Times have significantly changed, now when a company shifts away from its core values or fails to deliver on basic consumer expectations, they are instantly put under the spotlight. Enabled by the astronomical rise of social media, a company's unexpected decisions and questionable actions can be scrutinised at the touch of a few buttons.
When an issue resonates with several consumer groups, it could build enough momentum to create a boycott; whereby consumers abandon using or buying a company's products/services.
The research revealed the number one reason American consumers boycotted a brand was due to its affiliation or endorsement of a politician/party/movement (51%) that they did not support or agree with. Thereafter, a product(s) with negative consequences on consumer health as well as racism within a company's culture/practises were the joint second most citied reasons as to why consumers boycotted a brand at 44% each.
Unfair practises related to market dominance was the lowest-ranking factor which led to consumers boycotting a brand at just 24%. Despite it being well-documented that tons of companies have had their critical functions compromised due to insufficient cyber security measures and engaging in dubious financial practises - only 25% of consumers remarkably boycotted a brand due to data breaches or tax avoidance/evasion.
Mary Barker, a Consumer Analyst commented:
"Social media has really been a game-changer. Before its existence, when a brand slipped up, it was easier for them to exercise their reputation management protocols as the scrutiny was not as instantaneous. The shareability of content and real-time nature of social media has provided consumers with multiple avenues to directly engage and judge a brands actions. So, when they feel a brand is in the wrong, they will not be scared to state and share the opinion with the rest of the world. Within that context, a real possibility for the occurrence of a brand boycott".
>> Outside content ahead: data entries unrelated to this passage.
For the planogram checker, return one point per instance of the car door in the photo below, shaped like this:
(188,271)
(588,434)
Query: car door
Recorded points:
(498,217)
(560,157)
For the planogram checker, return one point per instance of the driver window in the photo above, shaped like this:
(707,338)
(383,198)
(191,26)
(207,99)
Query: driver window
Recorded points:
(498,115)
Dustin Bridges, a Retail Analyst commented:
"The internet and social media have enabled consumers to become more influential than ever before. It's a monumental shift in dynamics whereby consumers have the platforms readily available to them for expressing their concerns about a brand without any real restrictions. So, when brands for the better choice of words, mess up, they have nowhere to hide. In the case and aftermath of consumer boycotts, brands need to quickly react by clearly communicating the steps they are taking to rectify the decisions or actions which have contributed to the 'issue' at play".